Ms Y prepared an affidavit sworn by the husband on 23 October 2009 and took the husband’s oath before he swore that affidavit. The primary purpose of this affidavit was to address allegations that the husband had failed to make full and frank disclosure. It did not mention anything about the agreement which had been reached between the husband and Mr EN, nor anything about any of the transactions that the husband had actually been involved in with Mr EN.
On 23 October 2009 Ms Y also prepared and took the husband’s oath when he verified his financial statement. That financial statement did not disclose the agreement that had been reached between the husband and Mr EN.

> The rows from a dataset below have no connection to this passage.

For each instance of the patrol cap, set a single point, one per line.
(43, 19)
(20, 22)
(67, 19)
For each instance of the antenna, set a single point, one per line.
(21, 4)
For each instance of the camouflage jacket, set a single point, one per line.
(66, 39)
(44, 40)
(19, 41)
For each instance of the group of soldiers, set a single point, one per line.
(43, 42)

Ms Y instructed counsel for the husband at the hearing and was present at the bar table during the four days of the hearing (26 – 29 October 2009). On 27 October 2009 and again on 28 October 2009, the husband gave false oral evidence about the agreement which had been reached between the husband and Mr EN. Prima facie, Ms Y knew that the evidence was false but, remained silent and continued to act for the husband to the conclusion of the hearing.
As I indicated on the final day of the hearing, the matter will be relisted so Ms Y has an opportunity to lead evidence and/or address me, if she wishes to, as to whether she should be referred to the Legal Services Commission.
Counsel for the husband’s prima facie lack of knowledge about the deception
I have nothing to indicate counsel for the husband received any instructions from the solicitor for the husband about her knowledge of the arrangements between Mr EN and the husband.
In final submissions and before the [husband’s commercial lawyers] files arrived, counsel for the husband said “you have, in my submission, sufficient evidence to know that Mr [EN] is not going to walk away for nothing”. I infer from that counsel for the husband had no idea about the discussions that his instructing solicitor had with the husband’s commercial lawyers.